GETTING THERE: If you too want to catch a wahoo, there are daily jets from New York to Bermuda by PanAm and Eastern (first-class round trip $162, economy $120). BOAC has a $95 jet-prop special leaving Idlewild on Fridays, Saturdays and Sundays at 9 p.m., arriving 11:40. Every Saturday afternoon at 3 the Furness Bermuda Line sails from New York, arriving in Bermuda at 9 a.m. Monday. Cabins are all first-class, with bath, and range from $160 to $400 per person.

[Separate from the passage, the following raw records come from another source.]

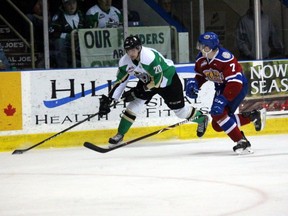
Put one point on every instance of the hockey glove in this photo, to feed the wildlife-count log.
(218, 105)
(104, 107)
(192, 88)
(129, 96)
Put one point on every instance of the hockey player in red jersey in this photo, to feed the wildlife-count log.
(216, 64)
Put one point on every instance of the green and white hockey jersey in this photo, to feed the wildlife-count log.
(152, 69)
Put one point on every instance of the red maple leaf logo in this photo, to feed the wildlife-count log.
(9, 111)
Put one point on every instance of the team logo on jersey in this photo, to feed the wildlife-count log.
(130, 70)
(226, 55)
(214, 75)
(203, 63)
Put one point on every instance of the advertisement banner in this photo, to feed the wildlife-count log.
(268, 82)
(10, 101)
(53, 100)
(104, 47)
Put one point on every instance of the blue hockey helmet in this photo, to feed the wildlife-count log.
(209, 39)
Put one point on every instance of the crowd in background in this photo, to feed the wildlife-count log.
(66, 15)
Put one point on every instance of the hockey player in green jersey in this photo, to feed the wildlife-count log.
(156, 75)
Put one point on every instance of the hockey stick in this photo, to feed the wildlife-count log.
(21, 151)
(104, 150)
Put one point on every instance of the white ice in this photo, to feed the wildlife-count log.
(176, 178)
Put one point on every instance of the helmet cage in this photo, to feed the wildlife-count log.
(132, 42)
(209, 39)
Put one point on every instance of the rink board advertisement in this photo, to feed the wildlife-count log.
(10, 101)
(57, 99)
(104, 47)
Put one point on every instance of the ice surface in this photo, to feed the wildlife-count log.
(177, 178)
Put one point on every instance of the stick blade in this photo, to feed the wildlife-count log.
(18, 151)
(96, 148)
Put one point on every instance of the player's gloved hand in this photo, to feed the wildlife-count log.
(104, 107)
(218, 105)
(192, 88)
(129, 96)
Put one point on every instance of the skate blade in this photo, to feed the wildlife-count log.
(248, 150)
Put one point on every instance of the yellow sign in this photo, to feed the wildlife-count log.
(10, 101)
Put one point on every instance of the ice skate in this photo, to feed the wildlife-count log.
(243, 146)
(202, 126)
(115, 140)
(258, 117)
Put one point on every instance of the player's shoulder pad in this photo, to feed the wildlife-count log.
(224, 54)
(147, 55)
(124, 60)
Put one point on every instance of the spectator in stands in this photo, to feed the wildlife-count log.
(104, 15)
(4, 63)
(68, 18)
(272, 47)
(36, 17)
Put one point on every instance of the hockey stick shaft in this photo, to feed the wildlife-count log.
(104, 150)
(20, 151)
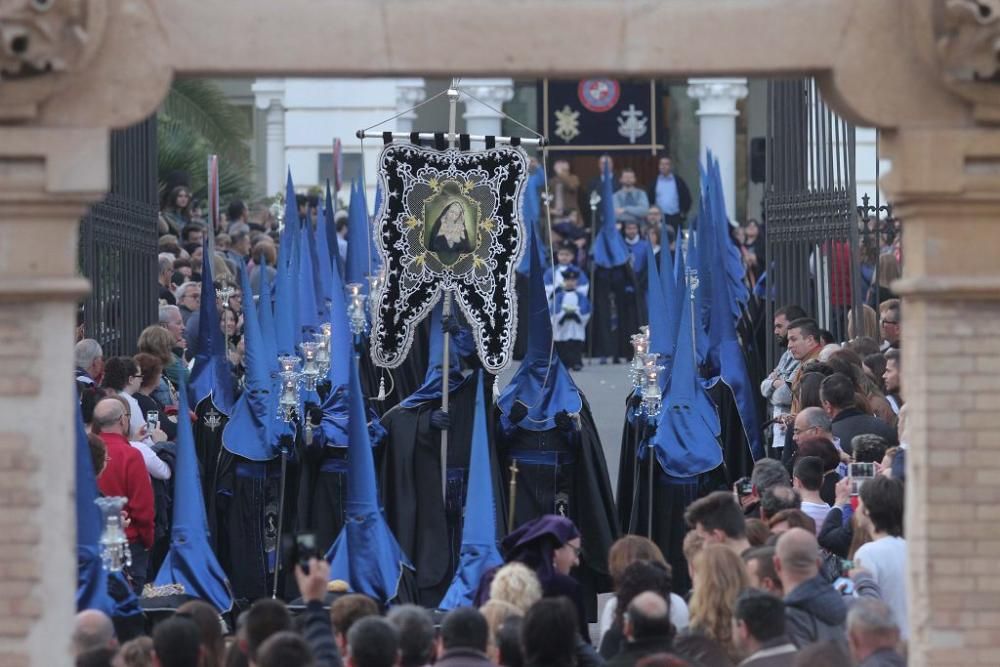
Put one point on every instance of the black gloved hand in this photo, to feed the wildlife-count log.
(323, 387)
(440, 420)
(565, 421)
(450, 325)
(314, 413)
(517, 412)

FISHING THERE: There are II deep-sea charter boats in Bermuda, all fully equipped with tackle, fighting chairs, outriggers, ship-to-shore telephones and modern lifesaving apparatus. Rates are $75 a day and include tackle and bait. A half day costs $50, but successful wahoo fishing usually requires at least a day's effort. As a general rule reservations are not needed, but it would be wise to reserve the services of the top guides: Captain Russell Young, Ferry Point, Somerset, and Captain Roy Taylor, St. George's. The Bermuda Fishing Information Bureau, 50 Front Street, Hamilton, has details of charter boats and where they are located.
STAYING THERE: There are more than 60 hotels, guest houses and cottage colonies to choose from. The Carlton Beach Hotel (400 guests, double room with breakfast and dinner $17-$25 each) is the most luxurious. It is located on the south shore, which has the best swimming beaches, and there is a pool, too. Castle Harbour Hotel has room for 500 at about the same rates, and an 18-hole golf course. Cambridge Beaches is a cottage colony with room for 98 (double room, American plan, $19-$26 each). Rates go down a little after October 31. Most of the hotels are of the opinion that the wahoo, like the whale, is not a table fish. If the chef looks askance at your catch, try Bermuda crayfish, as succulent as Maine lobster.